High profile NHS panel struggles to present case for A&E closure

March 4, 2010

Just back from the public meeting in Hornsey with Rachel Tyndall, Chair of the North Central London (NCL) review panel, the body that has put forward the proposals to close the Whittington A&E, and Richard Sumray, Chair of Haringey Primary Care Trust.

The huge meeting hall at the Greig Academy was packed and many people had to stand. Every single seat was taken.

Mere platitudes

Both Rachel and Richard clearly struggled to rise above mere platitudes and present the case for the proposed A&E and maternity closures at the Whittington convincingly.

Yes – there was a lot of talk of “change”, “efficiency” and providing “world-class services” but unfortunately very little substance. They failed to provide any real data on why it makes financial sense to close the A&E or how patients would benefit from this change.

The only specific data we were given was regarding patients suffering a stroke and how being cared for in highly specialist units, not an average A&E, would improve their chances of survival.
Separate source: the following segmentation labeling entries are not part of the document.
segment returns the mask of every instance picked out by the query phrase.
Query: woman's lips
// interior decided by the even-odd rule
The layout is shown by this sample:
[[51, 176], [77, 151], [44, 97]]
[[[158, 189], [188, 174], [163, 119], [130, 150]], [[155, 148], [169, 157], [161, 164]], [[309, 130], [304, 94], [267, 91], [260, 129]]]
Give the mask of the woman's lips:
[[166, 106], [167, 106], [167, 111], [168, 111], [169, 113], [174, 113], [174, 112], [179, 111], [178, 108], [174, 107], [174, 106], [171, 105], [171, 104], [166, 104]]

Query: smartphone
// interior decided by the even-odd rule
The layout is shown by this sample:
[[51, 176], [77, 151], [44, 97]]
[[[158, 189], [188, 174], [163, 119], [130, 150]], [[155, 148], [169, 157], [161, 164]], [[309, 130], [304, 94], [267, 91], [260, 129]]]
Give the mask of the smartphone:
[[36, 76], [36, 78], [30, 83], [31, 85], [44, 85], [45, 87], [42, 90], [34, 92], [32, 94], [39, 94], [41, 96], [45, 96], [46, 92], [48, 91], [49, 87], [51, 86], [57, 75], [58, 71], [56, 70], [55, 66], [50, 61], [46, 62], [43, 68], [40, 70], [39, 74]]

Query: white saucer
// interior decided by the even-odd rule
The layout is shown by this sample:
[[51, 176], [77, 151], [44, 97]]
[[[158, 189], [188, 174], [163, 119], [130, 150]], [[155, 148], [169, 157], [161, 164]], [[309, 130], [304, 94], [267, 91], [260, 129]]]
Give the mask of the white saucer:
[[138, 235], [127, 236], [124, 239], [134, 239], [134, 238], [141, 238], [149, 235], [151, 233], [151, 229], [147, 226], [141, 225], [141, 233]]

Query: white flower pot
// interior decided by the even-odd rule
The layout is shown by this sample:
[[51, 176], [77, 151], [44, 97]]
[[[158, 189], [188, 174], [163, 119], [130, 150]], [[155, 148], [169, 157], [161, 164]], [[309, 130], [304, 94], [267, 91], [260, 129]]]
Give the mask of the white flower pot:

But, as a clinician in the audience pointed out, this data only referred to a certain, narrow condition which was easily diagnosed and which would only affect a very small number of A&E service users.

Patronizing clinician

Rachel and Richard had brought along their own clinician to answer specific questions. I didn’t catch her name but that is probably for the better. She managed to alienate even the more moderate members of the audience by claiming that even if the Whittington A&E closes patients will be able to get to hospital in time as long as they participate in the transport and in identifying their condition.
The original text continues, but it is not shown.